Initially, the group had served as enforcers for the long-established Gulf cartel, carrying out assassinations and protecting drug shipments. In 2010, the Zetas turned on their former employers and established themselves as an independent drug trafficking organization.

Since the split, the Zetas have begun edging the Gulf cartel out of northeastern Mexico, a gang war that has resulted in hundreds of killings, displaying the Zetas’ signature brutality of placing decapitated heads on spikes and leaving rows of headless bodies by the roadside.

Roughly 50,000 people have been killed since outgoing President Felipe Calderon began his military campaign against the drug cartels in 2006, the Los Angeles Times reported. The civilian population is often caught up in the violence as innocent bystanders and victims of extortion, and is often targeted by cartels for the purposes of intimidating others to remain silent on their criminal activities.

Calderon’s administration has claimed the majority of deaths comprise criminals in the drug trade, but fewer than 5 percent of the homicides have ever been investigated, according to political activist and author Tom Hayden in his article "Mexico's Election: A Vote for Peace, a Plan for War," for the Nation magazine.

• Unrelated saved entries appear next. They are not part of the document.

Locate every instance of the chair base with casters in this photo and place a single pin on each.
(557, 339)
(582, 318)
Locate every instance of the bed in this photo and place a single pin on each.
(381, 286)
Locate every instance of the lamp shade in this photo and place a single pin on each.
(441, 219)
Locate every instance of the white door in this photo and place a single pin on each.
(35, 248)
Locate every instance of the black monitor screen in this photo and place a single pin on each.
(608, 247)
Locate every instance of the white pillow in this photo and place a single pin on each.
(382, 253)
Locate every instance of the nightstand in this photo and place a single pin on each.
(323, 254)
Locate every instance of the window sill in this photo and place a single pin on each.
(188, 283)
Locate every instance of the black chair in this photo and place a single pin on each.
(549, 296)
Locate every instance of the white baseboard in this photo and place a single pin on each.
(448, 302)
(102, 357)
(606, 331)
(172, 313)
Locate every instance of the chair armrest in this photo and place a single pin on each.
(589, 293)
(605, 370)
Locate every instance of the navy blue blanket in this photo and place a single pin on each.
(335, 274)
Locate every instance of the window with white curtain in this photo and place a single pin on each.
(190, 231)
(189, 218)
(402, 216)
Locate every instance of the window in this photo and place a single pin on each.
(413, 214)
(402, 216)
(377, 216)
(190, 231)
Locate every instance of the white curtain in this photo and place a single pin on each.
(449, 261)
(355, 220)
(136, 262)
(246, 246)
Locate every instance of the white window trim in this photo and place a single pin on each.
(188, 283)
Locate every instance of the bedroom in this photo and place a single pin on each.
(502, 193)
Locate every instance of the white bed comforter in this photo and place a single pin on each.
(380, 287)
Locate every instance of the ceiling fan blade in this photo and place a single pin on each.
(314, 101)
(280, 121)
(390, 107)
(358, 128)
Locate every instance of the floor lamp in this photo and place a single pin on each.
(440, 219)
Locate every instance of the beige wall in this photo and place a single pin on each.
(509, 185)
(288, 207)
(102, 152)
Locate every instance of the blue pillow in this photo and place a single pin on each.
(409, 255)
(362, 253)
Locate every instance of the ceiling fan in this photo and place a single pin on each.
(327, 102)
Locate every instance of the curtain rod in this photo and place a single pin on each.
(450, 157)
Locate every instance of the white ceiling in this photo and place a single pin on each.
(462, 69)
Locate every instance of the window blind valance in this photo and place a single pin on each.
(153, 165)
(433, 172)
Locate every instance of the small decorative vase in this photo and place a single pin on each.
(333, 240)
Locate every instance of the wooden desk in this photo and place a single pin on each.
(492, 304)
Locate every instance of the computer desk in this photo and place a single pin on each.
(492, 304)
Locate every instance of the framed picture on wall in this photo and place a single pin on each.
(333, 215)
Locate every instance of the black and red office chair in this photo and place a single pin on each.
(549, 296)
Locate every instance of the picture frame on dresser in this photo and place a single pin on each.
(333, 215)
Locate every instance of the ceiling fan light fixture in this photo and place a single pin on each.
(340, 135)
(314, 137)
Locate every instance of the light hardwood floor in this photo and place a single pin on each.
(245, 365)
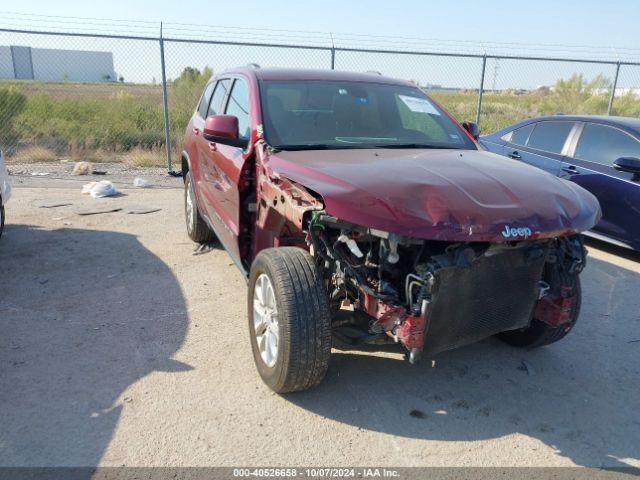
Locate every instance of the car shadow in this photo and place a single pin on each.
(578, 396)
(83, 315)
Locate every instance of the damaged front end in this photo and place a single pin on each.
(432, 296)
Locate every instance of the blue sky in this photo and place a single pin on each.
(587, 22)
(540, 27)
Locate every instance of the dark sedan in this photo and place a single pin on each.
(601, 154)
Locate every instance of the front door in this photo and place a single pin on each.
(591, 166)
(540, 144)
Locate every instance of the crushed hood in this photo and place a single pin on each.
(451, 195)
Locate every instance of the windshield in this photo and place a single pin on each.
(337, 114)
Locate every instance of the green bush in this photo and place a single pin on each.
(12, 103)
(126, 119)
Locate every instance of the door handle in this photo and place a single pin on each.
(571, 169)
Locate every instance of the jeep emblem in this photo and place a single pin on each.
(510, 232)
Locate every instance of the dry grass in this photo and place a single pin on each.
(33, 155)
(139, 157)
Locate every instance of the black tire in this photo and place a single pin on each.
(539, 333)
(197, 228)
(303, 319)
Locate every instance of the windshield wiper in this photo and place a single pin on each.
(409, 145)
(317, 146)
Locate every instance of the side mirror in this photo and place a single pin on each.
(223, 129)
(472, 128)
(628, 164)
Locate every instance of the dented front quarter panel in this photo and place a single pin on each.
(448, 195)
(281, 206)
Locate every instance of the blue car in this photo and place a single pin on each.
(601, 154)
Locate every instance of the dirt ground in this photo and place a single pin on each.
(118, 346)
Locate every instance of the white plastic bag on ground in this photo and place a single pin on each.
(100, 189)
(140, 182)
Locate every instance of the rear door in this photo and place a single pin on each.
(540, 144)
(590, 165)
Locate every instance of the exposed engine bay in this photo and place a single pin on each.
(433, 295)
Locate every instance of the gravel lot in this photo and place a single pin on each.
(120, 347)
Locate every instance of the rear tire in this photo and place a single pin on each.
(539, 333)
(197, 228)
(302, 324)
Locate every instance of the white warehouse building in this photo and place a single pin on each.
(26, 63)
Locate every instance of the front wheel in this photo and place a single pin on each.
(289, 319)
(538, 333)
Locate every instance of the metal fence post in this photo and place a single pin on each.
(333, 52)
(165, 104)
(479, 108)
(613, 89)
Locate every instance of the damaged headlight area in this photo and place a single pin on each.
(433, 295)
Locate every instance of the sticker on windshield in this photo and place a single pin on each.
(421, 105)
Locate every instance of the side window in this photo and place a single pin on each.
(204, 101)
(215, 107)
(519, 136)
(550, 136)
(238, 105)
(602, 144)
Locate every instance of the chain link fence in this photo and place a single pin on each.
(118, 98)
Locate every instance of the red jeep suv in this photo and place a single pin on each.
(362, 213)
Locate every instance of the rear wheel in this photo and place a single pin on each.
(197, 228)
(539, 333)
(289, 319)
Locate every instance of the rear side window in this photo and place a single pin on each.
(215, 107)
(204, 101)
(520, 136)
(238, 105)
(602, 144)
(550, 136)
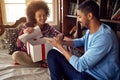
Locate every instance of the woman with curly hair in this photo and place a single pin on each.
(37, 13)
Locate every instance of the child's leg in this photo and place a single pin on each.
(23, 59)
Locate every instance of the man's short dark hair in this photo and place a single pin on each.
(90, 6)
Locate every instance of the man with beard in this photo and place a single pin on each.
(100, 60)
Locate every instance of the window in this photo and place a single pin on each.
(12, 10)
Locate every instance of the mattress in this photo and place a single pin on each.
(9, 71)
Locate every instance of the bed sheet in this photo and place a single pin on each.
(9, 71)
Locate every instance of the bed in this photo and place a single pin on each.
(10, 71)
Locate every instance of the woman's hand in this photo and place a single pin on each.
(60, 36)
(29, 30)
(56, 42)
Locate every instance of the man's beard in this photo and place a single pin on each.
(84, 28)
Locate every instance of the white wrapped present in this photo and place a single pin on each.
(37, 33)
(38, 49)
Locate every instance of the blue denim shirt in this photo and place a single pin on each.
(101, 54)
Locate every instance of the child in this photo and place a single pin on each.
(37, 13)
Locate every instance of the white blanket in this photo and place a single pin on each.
(9, 71)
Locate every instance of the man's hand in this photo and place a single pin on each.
(29, 30)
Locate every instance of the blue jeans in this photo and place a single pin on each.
(61, 69)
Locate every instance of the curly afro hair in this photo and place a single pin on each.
(34, 6)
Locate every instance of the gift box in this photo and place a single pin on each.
(38, 49)
(37, 33)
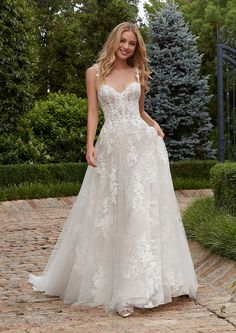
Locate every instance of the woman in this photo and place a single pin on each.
(123, 245)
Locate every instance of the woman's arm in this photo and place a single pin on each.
(146, 116)
(92, 119)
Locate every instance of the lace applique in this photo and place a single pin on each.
(106, 217)
(98, 280)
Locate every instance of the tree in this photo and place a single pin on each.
(71, 35)
(178, 94)
(204, 18)
(17, 64)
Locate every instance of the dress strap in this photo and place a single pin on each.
(97, 69)
(137, 74)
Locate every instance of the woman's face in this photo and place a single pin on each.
(127, 45)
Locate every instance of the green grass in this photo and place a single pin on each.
(211, 227)
(38, 190)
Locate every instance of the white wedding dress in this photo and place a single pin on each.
(124, 242)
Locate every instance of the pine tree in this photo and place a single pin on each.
(178, 95)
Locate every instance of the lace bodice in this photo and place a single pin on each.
(120, 106)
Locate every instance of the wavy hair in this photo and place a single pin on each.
(106, 57)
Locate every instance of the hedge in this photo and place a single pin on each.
(223, 183)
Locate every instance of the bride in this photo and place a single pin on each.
(123, 244)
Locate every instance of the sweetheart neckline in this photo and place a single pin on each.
(120, 92)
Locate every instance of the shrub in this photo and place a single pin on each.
(41, 173)
(223, 182)
(55, 130)
(60, 124)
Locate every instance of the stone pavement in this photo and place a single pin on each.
(29, 229)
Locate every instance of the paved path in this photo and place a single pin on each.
(29, 229)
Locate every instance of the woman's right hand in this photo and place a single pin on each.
(91, 156)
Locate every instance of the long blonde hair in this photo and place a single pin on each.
(106, 57)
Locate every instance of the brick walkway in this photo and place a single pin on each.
(29, 229)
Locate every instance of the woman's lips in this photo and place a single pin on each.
(124, 52)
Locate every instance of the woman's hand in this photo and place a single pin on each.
(159, 130)
(91, 156)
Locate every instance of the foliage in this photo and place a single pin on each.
(223, 182)
(41, 173)
(59, 123)
(18, 50)
(24, 181)
(15, 149)
(178, 94)
(38, 190)
(71, 33)
(204, 17)
(211, 227)
(55, 130)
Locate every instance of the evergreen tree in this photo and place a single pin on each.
(204, 17)
(17, 45)
(178, 95)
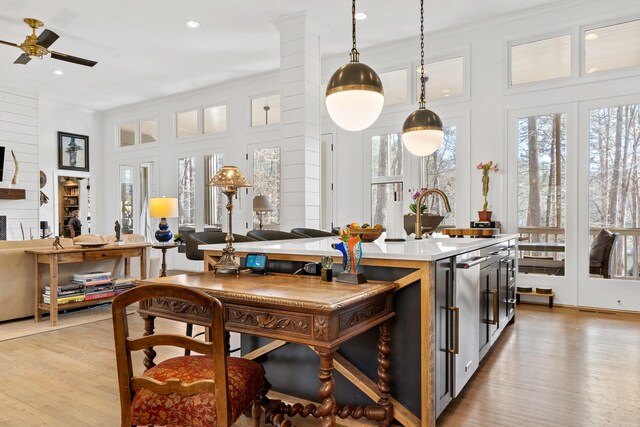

Critics often point to Calderon’s “kingpin strategy” of targeting cartel bosses as being a major contributor to the surge in violence driven by infighting within cartels as new leaders emerge and an escalation of turf wars among the constant atmosphere of violence.

President-elect Enrique Pena-Nieto, due to take office in December, has said he intends to decrease the violence, though details have been vague.

He has indicated that he intends to recall the 50,000 military troops that have been deployed under Calderon and build up the national police force to focus less on engaging cartels in combat and commit to filling the security void left by corrupt local law enforcement.

Critics contend that the violence has already escalated to a point where the cartels will not cease their strategy of mass intimidation of the civilian population and confrontations will be unavoidable.